Il résulte de tout ce qui précède que Mme B... n’est pas fondée à demander la condamnation de l’université Toulouse I Capitole à lui verser une somme de 5 000 euros au titre des frais de scolarité sur le fondement de sa responsabilité contractuelle ou, à défaut, de l’enrichissement sans cause et de la rupture d’égalité devant le service public, ainsi qu’une somme de 960 euros au titre des frais d’avocat engagé durant la phase amiable du présent litige. Par voie de conséquence, ses conclusions tendant à la mise à la charge de l’université Toulouse I Capitole des entiers dépens et d’une somme de 2 500 euros au titre des frais liés au litige doivent également être rejetées.




D E C I D E :

Article 1er : La requête de Mme B... est rejetée.
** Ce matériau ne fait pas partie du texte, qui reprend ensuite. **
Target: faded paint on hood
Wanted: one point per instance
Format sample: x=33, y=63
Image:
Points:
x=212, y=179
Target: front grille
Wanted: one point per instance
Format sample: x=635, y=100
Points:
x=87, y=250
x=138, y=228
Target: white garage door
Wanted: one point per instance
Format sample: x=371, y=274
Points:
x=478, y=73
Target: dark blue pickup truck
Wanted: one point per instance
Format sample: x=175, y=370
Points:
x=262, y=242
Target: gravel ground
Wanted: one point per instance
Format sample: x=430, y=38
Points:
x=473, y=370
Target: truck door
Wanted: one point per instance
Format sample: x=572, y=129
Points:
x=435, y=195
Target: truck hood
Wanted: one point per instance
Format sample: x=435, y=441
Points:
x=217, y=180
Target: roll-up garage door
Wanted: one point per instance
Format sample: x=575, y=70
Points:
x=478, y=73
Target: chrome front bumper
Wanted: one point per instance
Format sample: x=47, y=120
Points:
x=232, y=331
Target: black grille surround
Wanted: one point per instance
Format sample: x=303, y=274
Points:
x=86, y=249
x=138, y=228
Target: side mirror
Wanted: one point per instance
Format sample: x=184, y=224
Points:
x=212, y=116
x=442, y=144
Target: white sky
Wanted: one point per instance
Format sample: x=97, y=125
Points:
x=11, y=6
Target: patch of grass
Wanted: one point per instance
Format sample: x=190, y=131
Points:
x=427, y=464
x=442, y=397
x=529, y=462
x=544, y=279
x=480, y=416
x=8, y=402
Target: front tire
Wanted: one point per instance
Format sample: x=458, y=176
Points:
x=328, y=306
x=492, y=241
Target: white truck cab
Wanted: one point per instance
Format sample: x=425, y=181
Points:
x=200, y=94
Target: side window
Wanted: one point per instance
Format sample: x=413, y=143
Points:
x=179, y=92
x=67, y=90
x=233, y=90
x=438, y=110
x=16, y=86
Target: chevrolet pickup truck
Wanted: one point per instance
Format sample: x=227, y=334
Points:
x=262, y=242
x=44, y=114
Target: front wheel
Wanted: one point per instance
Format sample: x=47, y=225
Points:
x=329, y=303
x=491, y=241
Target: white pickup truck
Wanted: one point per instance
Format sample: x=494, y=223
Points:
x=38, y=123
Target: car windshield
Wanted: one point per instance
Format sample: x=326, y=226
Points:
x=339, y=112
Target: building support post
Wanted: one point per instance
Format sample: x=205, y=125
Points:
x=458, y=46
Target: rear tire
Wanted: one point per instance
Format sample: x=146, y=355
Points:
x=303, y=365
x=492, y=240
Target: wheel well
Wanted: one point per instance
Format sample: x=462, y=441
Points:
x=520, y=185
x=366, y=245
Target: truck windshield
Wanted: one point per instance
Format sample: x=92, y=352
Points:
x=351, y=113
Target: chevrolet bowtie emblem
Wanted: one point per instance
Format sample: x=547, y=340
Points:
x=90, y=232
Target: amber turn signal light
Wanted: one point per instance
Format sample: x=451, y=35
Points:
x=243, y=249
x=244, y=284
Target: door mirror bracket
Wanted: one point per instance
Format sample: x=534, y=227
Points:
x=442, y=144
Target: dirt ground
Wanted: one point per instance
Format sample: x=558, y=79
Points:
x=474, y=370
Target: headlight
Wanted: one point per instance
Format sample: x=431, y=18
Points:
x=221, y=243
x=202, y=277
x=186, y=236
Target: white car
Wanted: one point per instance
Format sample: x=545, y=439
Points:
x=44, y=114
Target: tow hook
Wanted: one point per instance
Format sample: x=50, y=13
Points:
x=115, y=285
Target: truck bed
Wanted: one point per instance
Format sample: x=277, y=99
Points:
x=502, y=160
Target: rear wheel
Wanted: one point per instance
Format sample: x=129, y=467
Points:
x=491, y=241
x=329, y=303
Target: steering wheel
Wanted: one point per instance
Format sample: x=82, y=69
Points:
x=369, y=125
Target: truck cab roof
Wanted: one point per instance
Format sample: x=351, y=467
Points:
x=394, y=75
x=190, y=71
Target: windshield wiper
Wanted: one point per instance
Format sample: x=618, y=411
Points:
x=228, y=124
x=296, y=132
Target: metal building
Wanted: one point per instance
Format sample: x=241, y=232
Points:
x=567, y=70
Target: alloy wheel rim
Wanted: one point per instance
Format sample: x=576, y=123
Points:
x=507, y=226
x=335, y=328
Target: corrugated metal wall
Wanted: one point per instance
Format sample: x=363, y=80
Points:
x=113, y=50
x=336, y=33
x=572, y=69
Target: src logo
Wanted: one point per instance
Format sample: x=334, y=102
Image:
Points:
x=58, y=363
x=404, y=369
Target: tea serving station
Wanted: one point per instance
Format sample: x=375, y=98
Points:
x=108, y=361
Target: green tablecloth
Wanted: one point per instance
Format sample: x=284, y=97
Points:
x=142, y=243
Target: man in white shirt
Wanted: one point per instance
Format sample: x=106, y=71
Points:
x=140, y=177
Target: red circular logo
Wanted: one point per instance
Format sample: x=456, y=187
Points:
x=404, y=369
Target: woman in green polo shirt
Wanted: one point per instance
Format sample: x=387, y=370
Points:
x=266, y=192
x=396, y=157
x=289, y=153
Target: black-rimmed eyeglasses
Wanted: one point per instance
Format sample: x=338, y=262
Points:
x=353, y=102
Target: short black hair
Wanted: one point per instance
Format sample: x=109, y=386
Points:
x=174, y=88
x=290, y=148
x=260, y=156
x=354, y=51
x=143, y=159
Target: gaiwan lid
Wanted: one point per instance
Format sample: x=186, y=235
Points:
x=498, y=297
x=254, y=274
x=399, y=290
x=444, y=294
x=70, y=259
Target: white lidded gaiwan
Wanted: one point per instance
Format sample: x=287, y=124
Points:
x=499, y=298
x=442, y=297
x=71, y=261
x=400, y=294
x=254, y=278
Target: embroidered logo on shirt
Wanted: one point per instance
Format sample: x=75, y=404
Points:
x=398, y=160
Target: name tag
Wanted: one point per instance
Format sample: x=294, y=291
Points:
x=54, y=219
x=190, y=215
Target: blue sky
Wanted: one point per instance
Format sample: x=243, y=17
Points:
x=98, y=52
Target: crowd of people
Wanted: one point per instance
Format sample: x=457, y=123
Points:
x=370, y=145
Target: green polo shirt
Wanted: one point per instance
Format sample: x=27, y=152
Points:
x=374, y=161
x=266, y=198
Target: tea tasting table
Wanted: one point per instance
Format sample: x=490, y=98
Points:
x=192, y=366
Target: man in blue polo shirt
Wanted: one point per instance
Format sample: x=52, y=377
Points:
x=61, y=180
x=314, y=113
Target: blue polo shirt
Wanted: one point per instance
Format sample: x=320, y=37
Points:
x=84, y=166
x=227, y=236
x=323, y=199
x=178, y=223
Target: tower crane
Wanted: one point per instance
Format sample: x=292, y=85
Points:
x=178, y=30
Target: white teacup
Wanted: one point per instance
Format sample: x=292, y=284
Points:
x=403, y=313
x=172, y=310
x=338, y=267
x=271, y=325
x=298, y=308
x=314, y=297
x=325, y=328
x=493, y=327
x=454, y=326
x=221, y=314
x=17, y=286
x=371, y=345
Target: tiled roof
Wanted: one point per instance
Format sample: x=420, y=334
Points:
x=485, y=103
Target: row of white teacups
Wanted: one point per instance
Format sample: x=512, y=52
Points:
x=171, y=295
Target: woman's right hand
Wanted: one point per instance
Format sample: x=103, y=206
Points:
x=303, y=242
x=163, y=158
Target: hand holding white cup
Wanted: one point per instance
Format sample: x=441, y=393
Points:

Article 2 : Le présent jugement sera notifié à Mme A... B... et à l’université Toulouse I Capitole.


Délibéré après l'audience du 29 janvier 2026, à laquelle siégeaient :

M. Clen, président,
Mme Cuny, conseillère,
Mme Lejeune, conseillère.

Rendu public par mise à disposition au greffe le 26 février 2026.


La rapporteure,

L. CUNY

Le président,

H. CLEN

La greffière,





F. LE GUIELLAN

La République mande et ordonne au ministre de l’enseignement supérieur, de la recherche et de l’espace en ce qui le concerne ou à tous commissaires de justice à ce requis en ce qui concerne les voies de droit commun contre les parties privées, de pourvoir à l’exécution de la présente décision.